The shooting and a security cordon marked the start of a violent crackdown in which the Thai government stands a good chance of clearing the streets, the Eurasia Group political risk consultancy said.
“But it will not end the polarisation that has led to the current instability — ensuring that the pressure from the red shirts will persist and that political volatility will remain a persistent problem for Thailand for the forseeable future”.
It is unclear who shot a renegade general who has been in charge of security for thousands of protesters occupying a 3 sq-km (1.2 sq-mile) stretch of central Bangkok since 3 April.
Khattiya Sawasdipol, a suspended army specialist better known as “Seh Daeng” (Commander Red), was shot in the head, apparently by a sniper, while talking to reporters on Thursday evening.
He underwent brain surgery and was in critical condition.
Khattiya had been branded a terrorist by the Thai government, which accused him of involvement in dozens of grenade attacks that have wounded more than 100 people.
But in recent days he was equally critical of other red shirt leaders, accusing them of embracing Abhisit’s proposed “national reconciliation” which unravelled after protesters refused to leave the streets.
Speculation was rife as to who might have tried to assassinate him with fingers pointing at the military, shadowy militants who have appeared in previous incidents of violence, and from the ranks of red shirts themselves.
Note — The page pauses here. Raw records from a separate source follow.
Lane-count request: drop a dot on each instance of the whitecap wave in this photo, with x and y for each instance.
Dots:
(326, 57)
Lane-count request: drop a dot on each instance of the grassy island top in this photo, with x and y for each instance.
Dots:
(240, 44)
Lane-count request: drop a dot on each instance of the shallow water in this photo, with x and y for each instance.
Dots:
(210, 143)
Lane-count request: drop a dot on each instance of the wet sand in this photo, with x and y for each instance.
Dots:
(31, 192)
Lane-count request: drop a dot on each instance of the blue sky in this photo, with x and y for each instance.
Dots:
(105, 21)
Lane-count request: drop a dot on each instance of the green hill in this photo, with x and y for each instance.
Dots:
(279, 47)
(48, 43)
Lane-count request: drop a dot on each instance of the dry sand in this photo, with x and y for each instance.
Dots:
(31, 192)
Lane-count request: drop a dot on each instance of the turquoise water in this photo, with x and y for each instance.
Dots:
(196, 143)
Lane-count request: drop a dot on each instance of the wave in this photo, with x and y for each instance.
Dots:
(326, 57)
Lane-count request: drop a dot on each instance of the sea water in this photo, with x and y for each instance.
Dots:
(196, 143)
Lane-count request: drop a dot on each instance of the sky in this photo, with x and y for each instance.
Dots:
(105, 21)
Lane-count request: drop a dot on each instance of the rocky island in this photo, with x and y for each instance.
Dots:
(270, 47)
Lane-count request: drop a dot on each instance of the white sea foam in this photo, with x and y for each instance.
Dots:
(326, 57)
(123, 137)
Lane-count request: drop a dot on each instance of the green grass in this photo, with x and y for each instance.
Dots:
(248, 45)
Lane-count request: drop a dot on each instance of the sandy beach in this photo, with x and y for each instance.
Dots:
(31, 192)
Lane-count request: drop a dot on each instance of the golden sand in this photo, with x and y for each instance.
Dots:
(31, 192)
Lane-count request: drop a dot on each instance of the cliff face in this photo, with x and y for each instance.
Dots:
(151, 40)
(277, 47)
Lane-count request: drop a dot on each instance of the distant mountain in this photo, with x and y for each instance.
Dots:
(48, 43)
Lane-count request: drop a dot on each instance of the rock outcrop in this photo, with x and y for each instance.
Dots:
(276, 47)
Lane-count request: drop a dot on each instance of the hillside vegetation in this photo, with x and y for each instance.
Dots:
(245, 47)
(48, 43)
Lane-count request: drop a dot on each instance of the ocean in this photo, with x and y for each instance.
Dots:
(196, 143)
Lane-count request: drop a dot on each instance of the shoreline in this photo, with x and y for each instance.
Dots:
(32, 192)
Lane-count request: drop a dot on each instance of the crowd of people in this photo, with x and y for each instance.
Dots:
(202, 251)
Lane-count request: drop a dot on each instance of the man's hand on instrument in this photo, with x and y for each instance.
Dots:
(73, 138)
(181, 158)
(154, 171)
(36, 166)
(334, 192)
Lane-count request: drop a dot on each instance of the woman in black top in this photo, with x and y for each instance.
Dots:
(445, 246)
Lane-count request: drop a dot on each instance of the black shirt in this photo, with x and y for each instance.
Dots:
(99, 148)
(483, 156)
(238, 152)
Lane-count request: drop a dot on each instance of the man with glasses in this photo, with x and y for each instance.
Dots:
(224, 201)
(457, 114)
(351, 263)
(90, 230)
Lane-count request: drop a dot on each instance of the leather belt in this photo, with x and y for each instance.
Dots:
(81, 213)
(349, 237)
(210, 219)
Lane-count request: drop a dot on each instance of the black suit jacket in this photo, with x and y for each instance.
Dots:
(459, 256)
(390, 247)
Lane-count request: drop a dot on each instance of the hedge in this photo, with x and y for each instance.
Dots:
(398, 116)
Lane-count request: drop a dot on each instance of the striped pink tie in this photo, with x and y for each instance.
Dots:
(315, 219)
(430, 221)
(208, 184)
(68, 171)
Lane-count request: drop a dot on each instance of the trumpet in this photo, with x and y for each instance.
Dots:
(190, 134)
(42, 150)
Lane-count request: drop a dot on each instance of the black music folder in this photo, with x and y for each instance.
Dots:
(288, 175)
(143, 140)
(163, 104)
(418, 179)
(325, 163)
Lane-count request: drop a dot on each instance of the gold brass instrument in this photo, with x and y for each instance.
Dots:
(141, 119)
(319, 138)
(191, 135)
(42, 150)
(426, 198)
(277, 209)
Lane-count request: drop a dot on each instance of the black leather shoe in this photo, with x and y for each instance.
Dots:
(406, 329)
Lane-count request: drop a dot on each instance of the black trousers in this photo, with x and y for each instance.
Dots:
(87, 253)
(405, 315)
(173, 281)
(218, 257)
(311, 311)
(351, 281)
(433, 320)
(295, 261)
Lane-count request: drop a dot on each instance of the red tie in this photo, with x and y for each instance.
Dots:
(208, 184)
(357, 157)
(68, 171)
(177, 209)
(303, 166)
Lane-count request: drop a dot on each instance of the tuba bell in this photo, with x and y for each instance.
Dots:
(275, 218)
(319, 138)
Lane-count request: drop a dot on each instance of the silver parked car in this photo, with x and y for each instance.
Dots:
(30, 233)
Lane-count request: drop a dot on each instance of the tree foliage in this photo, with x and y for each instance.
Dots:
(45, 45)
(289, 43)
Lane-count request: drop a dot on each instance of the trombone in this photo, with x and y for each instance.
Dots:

His shooting sparked half a dozen confrontations overnight between rock-throwing protesters and armed security forces on the outskirts of the protesters’ barricaded encampment.
One protester was shot in the eye and died after a group of red shirts confronted soldiers armed with assault rifles next to a park in the Silom business district, witnesses said. Some protesters hurled rocks and troops fired in return.
Most businesses and embassies in the area have evacuated staff and were closed for the day. Apartment complexes were mostly empty after the government warned it would shut down power and water supplies, and landlords urged tenants to leave.